The fact that South Africa has been chosen to host next year's Earth Summit is another indication of the increasingly important role this country is playing on the world's environmental stage. Indications are that the summit may end up being the largest gathering of international leaders ever, with more than 100 heads of state and 50 000 representatives expected.

We have a big voice. It is time to let Bush and his dirty money-digging cronies hear it.

Vindicated

If doubts persist about the important watchdog role of the media, the past fortnight should have allayed them. Three investigations by this newspaper have had consequences that clearly serve the public interest.

The first of our three investigations probed Don Mkhwanazi. In November 1997 we reported that a company owned by Emanuel Shaw II -- a notoriously corrupt former Liberian politician -- landed a R3-million contract to advise Mkhwanazi, then chairperson of the Central Energy Fund (CEF), on "all issues affecting the chair's position" and on the restructuring of CEF. The contract was awarded without tender at Mkhwanazi's behest. The next year, under the headline "What was in it for Don?", we reported that Shaw "has been bankrolling the man who gave him the contract, CEF chair Don Mkhwanazi". Shaw and Mkhwanazi even shared a bank account.

This week, after a lengthy investigation by the Investigative Directorate for Serious Economic Offences, Mkhwanazi pleaded guilty to contravening the Companies Act. The charges related directly to the contraventions exposed by the Mail & Guardian in 1998. He was fined R6 000 (or six months).

The second investigation involved Bheki Langa, who resigned as Telkom deputy chief operating officer when the M&G published details last Friday of the allegations (of collusion with private security companies) he faced in an internal Telkom disciplinary hearing. Langa claimed that his resignation was unrelated to the allegations.

The Department of Mineral and Energy Affairs confirmed this week that Langa had been about to be offered the job of CEO of Petrosa, the new state oil company being created from Mossgas and Soekor, when we published the allegations against him. But the department said the offer was now being withheld pending the outcome of Telkom's investigations.
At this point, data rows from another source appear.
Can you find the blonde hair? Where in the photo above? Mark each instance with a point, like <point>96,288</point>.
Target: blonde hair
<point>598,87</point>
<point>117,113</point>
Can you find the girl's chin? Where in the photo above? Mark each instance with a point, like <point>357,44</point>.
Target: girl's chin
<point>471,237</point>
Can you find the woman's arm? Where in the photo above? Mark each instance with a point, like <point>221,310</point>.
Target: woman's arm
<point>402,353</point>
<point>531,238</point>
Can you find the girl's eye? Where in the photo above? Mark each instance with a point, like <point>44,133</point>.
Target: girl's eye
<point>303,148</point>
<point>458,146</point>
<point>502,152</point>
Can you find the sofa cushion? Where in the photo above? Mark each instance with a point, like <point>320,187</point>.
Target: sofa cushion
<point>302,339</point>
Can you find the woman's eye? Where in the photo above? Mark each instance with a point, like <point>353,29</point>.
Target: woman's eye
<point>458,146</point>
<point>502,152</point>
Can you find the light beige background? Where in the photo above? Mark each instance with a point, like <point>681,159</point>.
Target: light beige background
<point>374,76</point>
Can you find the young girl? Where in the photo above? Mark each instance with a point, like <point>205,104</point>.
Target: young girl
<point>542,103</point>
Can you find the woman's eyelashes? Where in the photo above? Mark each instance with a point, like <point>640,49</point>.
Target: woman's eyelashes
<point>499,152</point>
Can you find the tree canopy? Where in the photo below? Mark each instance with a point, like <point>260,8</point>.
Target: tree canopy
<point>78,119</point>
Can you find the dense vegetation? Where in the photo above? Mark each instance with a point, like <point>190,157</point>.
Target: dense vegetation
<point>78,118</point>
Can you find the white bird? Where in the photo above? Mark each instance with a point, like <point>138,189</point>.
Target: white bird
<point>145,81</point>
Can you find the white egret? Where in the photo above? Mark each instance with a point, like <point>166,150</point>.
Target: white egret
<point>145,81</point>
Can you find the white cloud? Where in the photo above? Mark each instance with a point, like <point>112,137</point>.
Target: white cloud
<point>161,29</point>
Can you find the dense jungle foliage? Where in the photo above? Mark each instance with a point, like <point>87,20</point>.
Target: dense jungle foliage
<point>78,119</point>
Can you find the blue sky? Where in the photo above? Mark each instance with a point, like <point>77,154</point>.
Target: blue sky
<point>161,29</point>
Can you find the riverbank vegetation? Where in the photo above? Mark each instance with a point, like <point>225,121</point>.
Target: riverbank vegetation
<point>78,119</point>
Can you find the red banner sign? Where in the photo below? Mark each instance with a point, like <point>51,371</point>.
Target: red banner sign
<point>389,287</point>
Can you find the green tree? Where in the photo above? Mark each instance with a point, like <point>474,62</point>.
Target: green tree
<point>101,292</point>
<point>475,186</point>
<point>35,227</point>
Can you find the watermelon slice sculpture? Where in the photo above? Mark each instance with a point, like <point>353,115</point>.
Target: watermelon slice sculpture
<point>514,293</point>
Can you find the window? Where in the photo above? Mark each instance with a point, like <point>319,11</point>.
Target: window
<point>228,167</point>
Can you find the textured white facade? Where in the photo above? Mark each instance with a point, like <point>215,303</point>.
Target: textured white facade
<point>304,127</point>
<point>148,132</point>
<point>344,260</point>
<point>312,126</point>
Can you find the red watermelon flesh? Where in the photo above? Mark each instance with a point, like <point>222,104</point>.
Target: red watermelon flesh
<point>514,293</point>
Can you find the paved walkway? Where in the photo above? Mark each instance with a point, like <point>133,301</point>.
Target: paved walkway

The third investigation probed alleged petition fraud by Democratic Alliance members and/or Cape Town city council officials to promote Mayor Peter Marais's campaign to rename two streets. We published on June 8, demanding that the truth out. Seven weeks later came the breakthrough, thanks to an affidavit from an official in the city's legal department, Victoria Johnson. The council, province and the DA then acted with exemplary speed. Marais's spokesperson and the head of the city's legal department were suspended, and a fuller investigation, under Judge Willem Heath, was ordered. We shall see what more comes of it.

We do not gloat at others' difficulties. But we are gratified to see our calls for an unrestricted, independent media vindicated, and to see our institutions acting on alleged or proven wrongdoing in the public sphere.